Best practices and key principles relating to storying and story telling

The people we aim to serve are by nature action learners (Oral Preference Communicators). This means that they learn by the same principles little children learn. Adults are also action learners even when literate ways become a significant part of their preferred ways. They do well with literate communication styles, but they still rely often and do best with the natural God given action learning principles.

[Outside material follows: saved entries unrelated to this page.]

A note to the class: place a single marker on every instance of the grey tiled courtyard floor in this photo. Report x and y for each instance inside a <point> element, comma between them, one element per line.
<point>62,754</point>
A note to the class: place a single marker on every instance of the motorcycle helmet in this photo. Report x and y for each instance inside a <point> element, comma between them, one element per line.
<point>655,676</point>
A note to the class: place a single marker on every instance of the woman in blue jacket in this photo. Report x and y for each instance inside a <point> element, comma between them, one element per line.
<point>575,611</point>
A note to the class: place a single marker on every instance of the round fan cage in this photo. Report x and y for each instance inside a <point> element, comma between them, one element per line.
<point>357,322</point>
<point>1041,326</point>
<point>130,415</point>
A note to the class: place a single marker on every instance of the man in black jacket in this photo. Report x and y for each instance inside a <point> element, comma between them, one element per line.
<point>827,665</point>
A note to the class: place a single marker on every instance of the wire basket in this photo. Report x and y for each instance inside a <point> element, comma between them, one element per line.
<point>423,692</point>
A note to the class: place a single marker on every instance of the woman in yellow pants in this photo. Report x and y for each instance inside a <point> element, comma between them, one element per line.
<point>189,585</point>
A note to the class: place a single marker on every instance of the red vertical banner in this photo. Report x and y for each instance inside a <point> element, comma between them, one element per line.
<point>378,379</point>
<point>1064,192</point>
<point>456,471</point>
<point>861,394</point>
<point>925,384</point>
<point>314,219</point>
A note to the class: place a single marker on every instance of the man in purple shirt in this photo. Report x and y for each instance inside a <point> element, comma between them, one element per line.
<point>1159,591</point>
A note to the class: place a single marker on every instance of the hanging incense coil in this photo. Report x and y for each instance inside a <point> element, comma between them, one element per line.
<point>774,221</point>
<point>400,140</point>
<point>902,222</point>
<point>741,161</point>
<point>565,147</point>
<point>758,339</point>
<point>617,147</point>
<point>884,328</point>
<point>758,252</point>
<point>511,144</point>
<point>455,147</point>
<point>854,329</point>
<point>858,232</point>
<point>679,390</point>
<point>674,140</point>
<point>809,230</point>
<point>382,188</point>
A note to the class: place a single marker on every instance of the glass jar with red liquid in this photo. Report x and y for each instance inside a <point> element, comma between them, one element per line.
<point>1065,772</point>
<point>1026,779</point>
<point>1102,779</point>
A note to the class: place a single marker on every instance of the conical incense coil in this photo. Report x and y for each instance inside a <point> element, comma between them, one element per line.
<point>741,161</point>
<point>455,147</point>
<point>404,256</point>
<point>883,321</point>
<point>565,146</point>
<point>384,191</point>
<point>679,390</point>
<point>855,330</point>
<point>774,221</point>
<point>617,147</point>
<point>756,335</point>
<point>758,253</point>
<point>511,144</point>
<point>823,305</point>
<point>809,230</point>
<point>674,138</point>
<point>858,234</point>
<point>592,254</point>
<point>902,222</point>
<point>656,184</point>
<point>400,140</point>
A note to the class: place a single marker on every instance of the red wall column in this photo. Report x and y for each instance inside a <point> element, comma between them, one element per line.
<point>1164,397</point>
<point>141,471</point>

Some key action learning principles are:

  • Life experience
  • Observation
  • Testing (qualities, characteristics)
  • Validating (based on experience)
  • Doing, practicing, repetition, and mimicking
  • Confirmation (positive and negative)
  • Socialization
  • Relationships
  • Discussion

Naturally, the people we serve may not identify these principles categorized in this way.

Best practices:

  • Use the natural heart language of the audience as fitting the communication art forms used.
  • Allow Scripture narrative to stand on its own and speak for itself.
  • Bring in only necessary context and/or background information.
  • Keep Scripture meaning of the passage accurate and complete as possible.
  • Start with simpler narratives that the audience can relate to (for example: redemptive themes, matters of daily life, trauma, health issues).
  • Allow narratives to connect like in a puzzle in panoramic cycles towards a clear overall picture that serves as a framework. This framework serves then to further connect with more passages (not all of them being narratives) that eventually encompass the whole counsel of God.
  • Natural progression for oral preference communicators should follow normal ways of progression to their specific culture and worldview. This can be chronological, but can be different.
  • Allow the people we are serving to select the order of the passages (with our help only as needed as a catalyst).
  • Communication artist/story teller (or catalyst) needs to have internalized the passage, engaged with the passage, and should have been impacted by the passage. He/she is also able to communicate it well in context of his/her audience.
  • Questions and discussion should draw people into the passage.
  • Life feedback preferably needs to come from an uninitiated audience with whom we have been sharing the passage.
  • Unless really needed for communicability, don’t edit the Scripture passage. Things that may not be important to us, may be important to people from another worldview. God gave us the passage with a purpose as it is.
  • Don’t prepare teaching points that address specific concepts or truths that we expect people to learn, but instead allow people to discover the inherent truth that is in the passage (in other words: don’t teach your doctrinal perspectives or interpret the passage for the audience).
  • Don’t ask people their opinions about any of the characters or issues that are not clearly addressed in the passage, because such focus will distract from the message inherent in the passage.  Instead, people would be led by their opinions, rather than by what God is telling us.